Finite-field calculation of the polarizabilities and hyperpolarizabilities of Al$^{+}$

Abstract: In this study, accurate static dipole polarizability and hyperpolarizability are calculated for Al$^+$ ground state 3s$^{2}$ $^{1}$S$_{0}$ and excited state $3s3p$ $^{3}$P$_{J}$ with $J$=0, 1, 2. The finite-field computations use energies obtained with the relativistic configuration interaction approach and the relativistic coupled-cluster approach.

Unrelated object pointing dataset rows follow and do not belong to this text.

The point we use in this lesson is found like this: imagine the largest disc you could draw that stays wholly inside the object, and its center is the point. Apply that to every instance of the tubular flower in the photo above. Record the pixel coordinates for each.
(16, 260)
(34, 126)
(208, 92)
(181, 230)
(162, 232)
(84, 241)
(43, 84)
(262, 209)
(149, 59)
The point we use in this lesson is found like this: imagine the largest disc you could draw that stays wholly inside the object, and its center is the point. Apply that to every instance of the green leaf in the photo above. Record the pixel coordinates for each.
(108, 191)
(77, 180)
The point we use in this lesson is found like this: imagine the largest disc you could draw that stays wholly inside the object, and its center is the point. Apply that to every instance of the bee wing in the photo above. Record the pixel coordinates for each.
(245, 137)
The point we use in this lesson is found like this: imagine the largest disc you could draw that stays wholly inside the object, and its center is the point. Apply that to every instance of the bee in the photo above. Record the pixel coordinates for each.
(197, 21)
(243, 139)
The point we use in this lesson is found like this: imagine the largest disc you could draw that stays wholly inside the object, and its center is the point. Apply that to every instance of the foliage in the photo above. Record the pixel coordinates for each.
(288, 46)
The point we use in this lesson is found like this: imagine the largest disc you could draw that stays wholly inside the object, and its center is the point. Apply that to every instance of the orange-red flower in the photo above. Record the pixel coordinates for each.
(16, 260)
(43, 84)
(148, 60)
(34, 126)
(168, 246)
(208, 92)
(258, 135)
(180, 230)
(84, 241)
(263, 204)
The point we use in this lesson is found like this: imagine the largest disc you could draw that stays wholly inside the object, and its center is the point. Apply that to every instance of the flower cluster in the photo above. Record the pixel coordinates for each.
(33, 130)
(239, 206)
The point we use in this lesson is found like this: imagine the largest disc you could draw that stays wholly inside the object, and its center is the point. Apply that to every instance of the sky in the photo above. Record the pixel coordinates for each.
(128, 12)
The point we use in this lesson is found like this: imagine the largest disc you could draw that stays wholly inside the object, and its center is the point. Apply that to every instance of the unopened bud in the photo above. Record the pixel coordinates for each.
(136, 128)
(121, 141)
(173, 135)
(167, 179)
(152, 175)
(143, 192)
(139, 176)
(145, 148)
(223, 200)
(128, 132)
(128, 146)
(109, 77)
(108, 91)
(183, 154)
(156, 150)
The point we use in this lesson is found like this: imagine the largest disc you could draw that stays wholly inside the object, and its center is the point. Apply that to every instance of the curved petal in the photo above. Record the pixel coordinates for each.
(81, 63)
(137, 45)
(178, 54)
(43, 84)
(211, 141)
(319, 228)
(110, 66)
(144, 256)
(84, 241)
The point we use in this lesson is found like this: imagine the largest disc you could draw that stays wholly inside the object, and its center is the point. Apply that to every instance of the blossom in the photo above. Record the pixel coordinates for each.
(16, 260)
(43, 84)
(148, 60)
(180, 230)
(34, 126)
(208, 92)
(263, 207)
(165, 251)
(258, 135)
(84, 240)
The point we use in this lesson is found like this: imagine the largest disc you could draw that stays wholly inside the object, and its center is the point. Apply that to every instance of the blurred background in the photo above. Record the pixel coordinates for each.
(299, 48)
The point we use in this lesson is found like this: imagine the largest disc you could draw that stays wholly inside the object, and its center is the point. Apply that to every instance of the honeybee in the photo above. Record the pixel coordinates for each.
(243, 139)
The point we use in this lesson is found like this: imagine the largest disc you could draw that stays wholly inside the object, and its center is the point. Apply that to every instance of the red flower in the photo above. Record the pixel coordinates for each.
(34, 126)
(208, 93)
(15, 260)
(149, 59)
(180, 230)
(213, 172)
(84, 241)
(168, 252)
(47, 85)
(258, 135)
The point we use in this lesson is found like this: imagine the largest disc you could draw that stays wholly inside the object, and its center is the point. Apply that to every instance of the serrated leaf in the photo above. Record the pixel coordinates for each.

Excellent agreement with previously recommended values is found for the dipole polarizability of Al$^{+}$ ground state 3s$^{2}$ $^{1}$S$_{0}$ and excited state $3s3p$ $^{3}$P$_{0}$ as well as the hyperpolarizability of the ground state 3s$^{2}$ $^{1}$S$_{0}$. The recommended values of the dipole polarizability of the Al$^{+}$ $3s3p$ $^{3}$P$_{1}$ and $^{3}$P$_{2}$ and the hyperpolarizability of Al$^{+}$ $3s3p$ $^{3}$P$_{0}$, $^{3}$P$_{1}$, and $^{3}$P$_{2}$ are also given. The impacts of the relativity and spin-orbit coupling are elucidated by analyzing the angular momentum dependence of the dipole polarizability and the hyperpolarizability and comparing the fully and scalar relativistic calculated data. It is shown that the impact of the relativity and spin-orbit coupling are small for the dipole polarizability but become significant for the hyperpolarizability. Finally, the black-body radiation shifts contributed by the dipole polarizability and hyperpolarizability respectively are evaluated for transitions of Al$^{+}$ 3s$^{2}$ $^{1}$S$_{0}$ to $3s3p$ $^{3}$P$_{J}$ with $J$=0, 1, 2.